Source : Congrès EULAR, 10-13 juin 2015, Rome
Littérature :
- Smolen JS, et al : Treating spondyloarthritis, including ankylosing spondylitis and psoriatic arthritis, to target : recommendations of an international task force. Ann Rheum Dis 2014 Jan ; 73(1) : 6-16.
- Spoorenberg A, et al : Mesurer l’activité de la maladie dans la spondylarthrite ankylosante : le patient et le médecin ont des perspectives différentes. Rheumatology (Oxford) 2005 Jun ; 44(6) : 789-795.
- Zochling J, et al. : Nonsteroidal anti-inflammatory drug use in ankylosing spondylitis – a population-based survey. Clin Rheumatol 2006 Nov ; 25(6) : 794-800.
- Coxib and traditional NSAID Trialists’ (CNT) Collaboration : Effets vasculaires et gastro-intestinaux supérieurs des médicaments anti-inflammatoires non stéroïdiens : méta-analyses de données de participants individuels issues d’essais randomisés. Lancet 2013 Aug 31 ; 382(9894) : 769-779.
- Meek IL, et al : Interference of NSAIDs with the thrombocyte inhibitory effect of aspirin : a placebo-contrôlé, ex vivo, serial placebo-contrôlé serial crossover study. Eur J Clin Pharmacol 2013 Mar ; 69(3) : 365-371.
- Braun J, et al : Injection de corticostéroïdes guidée par tomographie computérisée de l’articulation sacro-iliaque chez des patients atteints de spondyloarthropathie avec sacro-iliite : résultat clinique et suivi par imagerie dynamique par résonance magnétique. J Rheumatol 1996 Apr ; 23(4) : 659-664.
- Rudwaleit M, et al : Prediction of a major clinical response (BASDAI 50) to tumour necrosis factor alpha blockers in ankylosing spondylitis. Ann Rheum Dis 2004 Jun ; 63(6) : 665-670.
- Sieper J, et al : Une réponse précoce à l’adalimumab prédit une rémission à long terme pendant 5 ans de traitement chez les patients atteints de spondylarthrite ankylosante. Ann Rheum Dis 2012 May ; 71(5) : 700-706.
- Baraliakos X, et al : Persistance de l’efficacité clinique et de la sécurité de l’infliximab dans la spondylarthrite ankylosante après 8 ans – une réponse clinique précoce prédit l’issue à long terme. Rheumatology (Oxford) 2011 Sep ; 50(9) : 1690-1699.
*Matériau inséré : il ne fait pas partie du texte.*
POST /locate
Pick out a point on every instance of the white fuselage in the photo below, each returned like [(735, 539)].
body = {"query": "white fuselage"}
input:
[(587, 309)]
- Sieper J, et al : Efficacité et sécurité de l’adalimumab chez les patients atteints de spondyloarthrite axiale non radiographique : résultats d’un essai randomisé contrôlé par placebo (ABILITY-1). Ann Rheum Dis 2013 Jun ; 72(6) : 815-822.
- Landewé R, et al : Efficacité du certolizumab pegol sur les signes et les symptômes de la spondyloarthrite axiale, y compris la spondylarthrite ankylosante : 24-week results of a double-blind randomised placebo-controlled Phase 3 study. Ann Rheum Dis 2014 Jan ; 73(1) : 39-47.
- van der Heijde D, et al : 2010 Mise à jour des recommandations internationales de l’ASAS pour l’utilisation des agents anti-TNF chez les patients atteints de spondyloarthrite axiale. Ann Rheum Dis 2011 Jun ; 70(6) : 905-908.